Culture, Religion

Idelsohn Society's Must-Have Pesach Mix Tape

You need to play this at your seder.
The Idelsohn Society has released a breathtaking mix tape for Pesach, weaving together such musical liberation classics as The Kiddush (Richard Tucker), The Four Questions (Socalled), Passover Time on the Range (Moe Jaffe & Henry Tobias), Passover (Joy Division), On My Way To Canaan’s Land (The Carter Family), Freedom (Charles Mingus),  I Wish I Knew How It Would Feel To Be Free, (Nina Simone), Where Can I Go? (Ray Charles), I’m Set Free (The Velvet Underground). Definitely something for everyone.
All who are hungry, give a listen!

5 thoughts on “Idelsohn Society's Must-Have Pesach Mix Tape

  1. Funny, I was listening to this last night at work, thinking about posting about it, but decided that if I didn’t have anything nice to say, I wouldn’t say anything at all.

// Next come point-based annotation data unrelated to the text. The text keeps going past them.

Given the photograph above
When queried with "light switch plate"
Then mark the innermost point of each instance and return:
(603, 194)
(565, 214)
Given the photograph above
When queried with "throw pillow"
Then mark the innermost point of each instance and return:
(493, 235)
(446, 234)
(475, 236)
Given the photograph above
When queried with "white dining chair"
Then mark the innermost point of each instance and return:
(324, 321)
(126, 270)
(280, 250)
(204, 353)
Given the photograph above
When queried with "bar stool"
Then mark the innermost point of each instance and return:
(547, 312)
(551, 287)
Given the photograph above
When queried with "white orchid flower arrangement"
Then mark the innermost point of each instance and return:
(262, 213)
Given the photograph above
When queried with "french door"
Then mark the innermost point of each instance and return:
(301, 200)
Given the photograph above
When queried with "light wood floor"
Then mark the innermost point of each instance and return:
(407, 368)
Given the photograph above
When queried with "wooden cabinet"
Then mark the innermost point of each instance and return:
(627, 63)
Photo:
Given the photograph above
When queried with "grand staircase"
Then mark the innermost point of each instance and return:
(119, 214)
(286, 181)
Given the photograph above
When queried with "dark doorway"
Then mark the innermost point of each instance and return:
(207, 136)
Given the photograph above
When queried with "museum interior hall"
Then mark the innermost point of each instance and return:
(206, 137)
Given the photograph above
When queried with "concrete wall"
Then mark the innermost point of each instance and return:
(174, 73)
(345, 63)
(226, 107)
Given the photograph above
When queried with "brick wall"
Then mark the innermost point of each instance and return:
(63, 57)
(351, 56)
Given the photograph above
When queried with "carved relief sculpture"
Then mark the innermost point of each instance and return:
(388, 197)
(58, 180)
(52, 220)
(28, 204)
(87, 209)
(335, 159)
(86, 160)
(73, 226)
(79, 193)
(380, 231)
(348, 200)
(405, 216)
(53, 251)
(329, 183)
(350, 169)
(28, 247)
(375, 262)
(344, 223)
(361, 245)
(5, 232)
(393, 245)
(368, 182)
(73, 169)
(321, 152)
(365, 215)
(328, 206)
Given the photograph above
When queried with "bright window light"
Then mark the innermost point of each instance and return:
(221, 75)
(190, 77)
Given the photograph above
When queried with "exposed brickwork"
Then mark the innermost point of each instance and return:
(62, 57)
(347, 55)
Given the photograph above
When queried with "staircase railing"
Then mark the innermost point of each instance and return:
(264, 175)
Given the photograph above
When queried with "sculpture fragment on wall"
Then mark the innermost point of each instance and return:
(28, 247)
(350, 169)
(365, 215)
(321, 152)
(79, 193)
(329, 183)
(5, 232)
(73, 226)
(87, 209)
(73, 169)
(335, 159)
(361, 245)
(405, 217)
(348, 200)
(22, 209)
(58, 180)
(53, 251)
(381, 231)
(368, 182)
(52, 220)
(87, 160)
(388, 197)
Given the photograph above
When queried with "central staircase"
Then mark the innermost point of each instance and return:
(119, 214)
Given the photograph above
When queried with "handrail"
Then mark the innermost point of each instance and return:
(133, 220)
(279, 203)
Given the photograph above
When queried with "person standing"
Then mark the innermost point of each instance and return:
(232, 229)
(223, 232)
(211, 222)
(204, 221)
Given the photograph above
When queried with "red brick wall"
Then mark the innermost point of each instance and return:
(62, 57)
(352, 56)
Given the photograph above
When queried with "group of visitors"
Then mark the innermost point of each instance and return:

  2. Rokhl – thanks for posting the link. You absolutely hit on what I’ve loved and what has made me uncomfortable with many of the Stereophonic releases.

  3. Thanks, ShalomRav for linking up the Pesach Mix – as it includes some fine tunes of various genres, some bland snippets, and some campy cr*p, it’s an easy listen. Especially for one with a “downtown sesibility.” OK, “downtown sensibility” is an imprecise, Manhattan-centric term that may also be irredeemably dated. Still, Downtown (and some successors/adjuncts in Brooklyn, NJ, etc.) is a place where eclecticism and camp are frequently used to convey (or share) cultural appreciation.
    Rokhl, you piece is fantastic. Thanks for posting the link. You discussed why one doesn’t need (or may not want) you don’t
    need camp to explore the Jewish past. My personal feelings on the subject coincide: I don’t need camp and I don’t often want it.
    But let me add a few words about why some might need or want it. First, as noted above, camp is an established part of the “downtown sensibility.” Or, as you put it, the detached hipster’s aesthetic.
    Camp can simultaneously express ridicule and love for its subject matter, and act as a bridge between the two expressions. From a Bronfman Foundation project’s point of view, it’s potentially a helpful tool for encouraging people develop from ridicule to love. And camp’s potential to act as a bridge in the reverse direction could be viewed as an unfortunate side effect — one that anyone with enough love for the subject can easily overcome.
    Camp can be one of the safest ways of exploring the past, mostly becuase it’s usually easy not to take it seriously. Camp usually doesn’t carry trappings of acedemic precision. Sometimes, it can present the politically incorrect without scrupulous caveat. And camp can screedlessly convey that it’s OK to feel discomfort about the subject matter.
    Personally, camp could really get my motor running when I was in college. Now, not so much; I fancy camp’s generally not deep and honest enough. But maybe I’ve lost part of my sense of humor.